Former Stanford University head sailing coach John Vandemoer received one day in prison for his role in the national college admissions scandal. He will also pay a $10,000 fine and have two years of supervised release with six months of home detention with electronic monitoring. Vandemoer is the first person associated with the scam to receive his sentence.
Vandemoer acknowledged accepting $610,000 in bribes to help two prospective students with no sailing experience get into Stanford as sailing recruits, but instead of pocketing the money, he put those funds into his own program.
Prosecutors claim that Vandemoer still benefited from the kickbacks even if he didn't take a single dime, arguing, "While the defendant did not profit financially from his crimes in a directly measurable way ... his actions nonetheless enhanced his own status within the university, gave him more money to use for the sailing program he implemented, and furthered his career."
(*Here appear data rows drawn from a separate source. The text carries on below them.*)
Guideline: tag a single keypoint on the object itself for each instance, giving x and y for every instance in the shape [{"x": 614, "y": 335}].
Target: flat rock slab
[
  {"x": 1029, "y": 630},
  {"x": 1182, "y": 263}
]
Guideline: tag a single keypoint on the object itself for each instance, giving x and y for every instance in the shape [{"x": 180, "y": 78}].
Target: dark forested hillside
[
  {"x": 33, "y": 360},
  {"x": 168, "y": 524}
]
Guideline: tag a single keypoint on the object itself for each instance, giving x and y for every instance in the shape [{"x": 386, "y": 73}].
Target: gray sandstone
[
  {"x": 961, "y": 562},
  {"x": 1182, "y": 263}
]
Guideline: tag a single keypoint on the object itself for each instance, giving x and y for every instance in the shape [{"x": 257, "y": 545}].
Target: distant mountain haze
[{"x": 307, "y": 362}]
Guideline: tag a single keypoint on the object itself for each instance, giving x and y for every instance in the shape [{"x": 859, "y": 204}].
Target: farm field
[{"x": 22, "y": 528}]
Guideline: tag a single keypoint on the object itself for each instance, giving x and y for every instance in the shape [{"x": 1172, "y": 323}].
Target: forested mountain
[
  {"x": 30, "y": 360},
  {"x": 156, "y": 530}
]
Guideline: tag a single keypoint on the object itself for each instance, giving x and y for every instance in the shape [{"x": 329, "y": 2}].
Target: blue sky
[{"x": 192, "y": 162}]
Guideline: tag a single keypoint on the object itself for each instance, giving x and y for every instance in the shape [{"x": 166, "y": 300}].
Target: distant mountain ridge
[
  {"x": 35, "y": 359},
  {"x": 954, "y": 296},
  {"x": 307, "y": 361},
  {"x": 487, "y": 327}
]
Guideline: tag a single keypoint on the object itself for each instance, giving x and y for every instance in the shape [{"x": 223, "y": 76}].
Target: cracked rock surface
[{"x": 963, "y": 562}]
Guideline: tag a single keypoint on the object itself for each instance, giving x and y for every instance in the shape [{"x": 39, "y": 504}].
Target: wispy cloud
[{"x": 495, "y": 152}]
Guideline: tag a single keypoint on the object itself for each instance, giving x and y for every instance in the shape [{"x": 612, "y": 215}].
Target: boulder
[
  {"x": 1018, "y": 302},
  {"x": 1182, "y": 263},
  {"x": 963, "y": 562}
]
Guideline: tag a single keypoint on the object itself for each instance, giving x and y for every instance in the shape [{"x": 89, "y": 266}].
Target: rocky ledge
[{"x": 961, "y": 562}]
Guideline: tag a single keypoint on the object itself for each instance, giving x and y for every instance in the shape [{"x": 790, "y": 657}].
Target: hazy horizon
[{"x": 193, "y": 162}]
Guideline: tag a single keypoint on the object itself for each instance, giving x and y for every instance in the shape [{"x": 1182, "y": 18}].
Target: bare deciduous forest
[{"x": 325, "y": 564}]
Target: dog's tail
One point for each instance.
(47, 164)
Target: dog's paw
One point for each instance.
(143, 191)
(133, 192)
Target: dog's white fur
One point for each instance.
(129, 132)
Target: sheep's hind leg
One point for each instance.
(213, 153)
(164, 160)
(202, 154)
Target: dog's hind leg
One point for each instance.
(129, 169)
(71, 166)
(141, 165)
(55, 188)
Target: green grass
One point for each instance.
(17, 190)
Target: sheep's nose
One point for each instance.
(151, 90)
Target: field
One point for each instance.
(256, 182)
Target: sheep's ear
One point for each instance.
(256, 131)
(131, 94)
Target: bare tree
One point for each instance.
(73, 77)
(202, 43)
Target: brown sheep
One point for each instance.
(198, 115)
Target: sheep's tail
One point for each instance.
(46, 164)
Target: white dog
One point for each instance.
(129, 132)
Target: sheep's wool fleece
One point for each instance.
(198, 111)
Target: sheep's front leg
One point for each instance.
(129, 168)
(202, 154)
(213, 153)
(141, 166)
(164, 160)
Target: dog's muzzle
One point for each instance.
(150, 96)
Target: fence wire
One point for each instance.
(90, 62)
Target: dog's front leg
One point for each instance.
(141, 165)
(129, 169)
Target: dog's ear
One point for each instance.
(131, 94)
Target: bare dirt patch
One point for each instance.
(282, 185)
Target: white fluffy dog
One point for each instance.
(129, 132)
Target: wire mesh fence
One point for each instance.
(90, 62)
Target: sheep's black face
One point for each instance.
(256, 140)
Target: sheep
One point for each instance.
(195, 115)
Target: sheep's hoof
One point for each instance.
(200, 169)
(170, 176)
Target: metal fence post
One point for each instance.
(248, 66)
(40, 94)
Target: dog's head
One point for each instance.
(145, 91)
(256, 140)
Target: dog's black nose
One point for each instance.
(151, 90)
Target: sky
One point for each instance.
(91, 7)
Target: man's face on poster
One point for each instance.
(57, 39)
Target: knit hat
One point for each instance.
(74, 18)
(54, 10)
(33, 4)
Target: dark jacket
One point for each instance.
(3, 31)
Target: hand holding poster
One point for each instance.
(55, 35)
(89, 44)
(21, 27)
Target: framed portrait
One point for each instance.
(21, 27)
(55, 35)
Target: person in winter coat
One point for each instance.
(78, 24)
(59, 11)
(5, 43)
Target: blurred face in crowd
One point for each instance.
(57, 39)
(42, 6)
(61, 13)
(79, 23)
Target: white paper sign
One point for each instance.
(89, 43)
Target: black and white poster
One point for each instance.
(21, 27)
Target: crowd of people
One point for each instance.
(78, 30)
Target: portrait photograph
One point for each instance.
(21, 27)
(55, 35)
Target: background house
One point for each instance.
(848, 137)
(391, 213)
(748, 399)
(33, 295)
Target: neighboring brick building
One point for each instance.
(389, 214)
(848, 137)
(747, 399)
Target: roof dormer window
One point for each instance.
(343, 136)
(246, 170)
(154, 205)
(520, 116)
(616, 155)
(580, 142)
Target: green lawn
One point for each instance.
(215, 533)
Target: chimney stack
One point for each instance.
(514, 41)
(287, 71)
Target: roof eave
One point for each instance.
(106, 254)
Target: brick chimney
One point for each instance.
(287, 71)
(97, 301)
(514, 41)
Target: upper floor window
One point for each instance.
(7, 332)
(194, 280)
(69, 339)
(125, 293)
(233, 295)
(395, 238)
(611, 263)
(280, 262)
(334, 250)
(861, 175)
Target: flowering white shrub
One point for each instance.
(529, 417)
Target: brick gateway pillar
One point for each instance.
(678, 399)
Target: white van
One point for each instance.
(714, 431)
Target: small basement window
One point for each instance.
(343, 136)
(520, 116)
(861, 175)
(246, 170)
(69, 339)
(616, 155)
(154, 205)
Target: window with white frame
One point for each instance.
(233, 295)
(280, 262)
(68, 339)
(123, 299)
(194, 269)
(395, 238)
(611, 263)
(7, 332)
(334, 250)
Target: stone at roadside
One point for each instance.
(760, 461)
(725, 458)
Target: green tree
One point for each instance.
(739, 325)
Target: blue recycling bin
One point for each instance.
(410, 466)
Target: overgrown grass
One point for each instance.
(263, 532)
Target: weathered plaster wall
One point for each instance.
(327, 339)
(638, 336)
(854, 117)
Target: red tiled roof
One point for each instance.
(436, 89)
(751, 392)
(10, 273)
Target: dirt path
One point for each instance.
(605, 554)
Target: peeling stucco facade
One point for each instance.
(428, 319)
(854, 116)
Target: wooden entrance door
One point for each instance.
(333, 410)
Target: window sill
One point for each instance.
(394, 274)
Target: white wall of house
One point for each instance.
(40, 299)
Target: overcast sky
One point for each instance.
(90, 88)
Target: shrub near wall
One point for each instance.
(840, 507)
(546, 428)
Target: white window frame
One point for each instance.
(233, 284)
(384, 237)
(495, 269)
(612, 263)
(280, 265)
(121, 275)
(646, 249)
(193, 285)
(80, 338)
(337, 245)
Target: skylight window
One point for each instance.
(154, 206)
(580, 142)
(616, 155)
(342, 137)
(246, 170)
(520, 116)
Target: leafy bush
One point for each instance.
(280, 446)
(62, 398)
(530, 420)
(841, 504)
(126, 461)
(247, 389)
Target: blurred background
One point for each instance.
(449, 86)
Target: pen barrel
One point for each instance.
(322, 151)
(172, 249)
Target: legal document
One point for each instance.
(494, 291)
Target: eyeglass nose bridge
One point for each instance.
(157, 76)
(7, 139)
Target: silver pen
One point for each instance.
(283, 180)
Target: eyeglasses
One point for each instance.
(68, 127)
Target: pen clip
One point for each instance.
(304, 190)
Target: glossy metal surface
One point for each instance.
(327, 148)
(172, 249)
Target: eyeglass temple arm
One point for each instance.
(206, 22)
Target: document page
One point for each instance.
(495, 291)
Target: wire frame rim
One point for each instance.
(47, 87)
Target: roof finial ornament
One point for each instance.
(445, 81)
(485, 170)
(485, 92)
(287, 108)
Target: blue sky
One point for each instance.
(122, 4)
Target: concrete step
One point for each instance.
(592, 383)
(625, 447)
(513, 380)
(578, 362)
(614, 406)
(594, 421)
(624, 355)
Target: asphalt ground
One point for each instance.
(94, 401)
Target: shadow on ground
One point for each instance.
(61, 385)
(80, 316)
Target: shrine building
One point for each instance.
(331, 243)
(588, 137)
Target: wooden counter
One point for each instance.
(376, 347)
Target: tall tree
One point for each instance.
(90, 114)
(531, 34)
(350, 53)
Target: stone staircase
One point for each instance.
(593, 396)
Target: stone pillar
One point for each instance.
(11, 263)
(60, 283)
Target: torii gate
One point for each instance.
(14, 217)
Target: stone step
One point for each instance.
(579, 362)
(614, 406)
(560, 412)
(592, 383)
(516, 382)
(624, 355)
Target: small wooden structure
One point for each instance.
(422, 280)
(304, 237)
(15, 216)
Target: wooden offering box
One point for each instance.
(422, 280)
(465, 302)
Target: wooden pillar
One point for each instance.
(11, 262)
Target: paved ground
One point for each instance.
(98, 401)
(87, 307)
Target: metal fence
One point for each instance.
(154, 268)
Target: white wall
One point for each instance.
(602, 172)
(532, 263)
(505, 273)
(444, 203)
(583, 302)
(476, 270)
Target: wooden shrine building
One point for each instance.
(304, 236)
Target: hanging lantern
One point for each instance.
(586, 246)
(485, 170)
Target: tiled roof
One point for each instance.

US district court judge Rya W. Zobel sympathized with Vandemoer, considering him possibly the "least culpable" of those associated with the scandal.
After Vandemoer pleaded guilty in March, prosecutors recommended Vandemoer receive a sentence of 13 months in prison, as well as a year of supervised release, and a $250,000 fine. They stressed that a strict sentence was necessary because it would send a message to everyone else charged in the "Operation Varsity Blues" case.
The message didn't come across with Vandemoer's sentence, but that doesn't mean everyone else who pleaded guilty will be getting off so easy.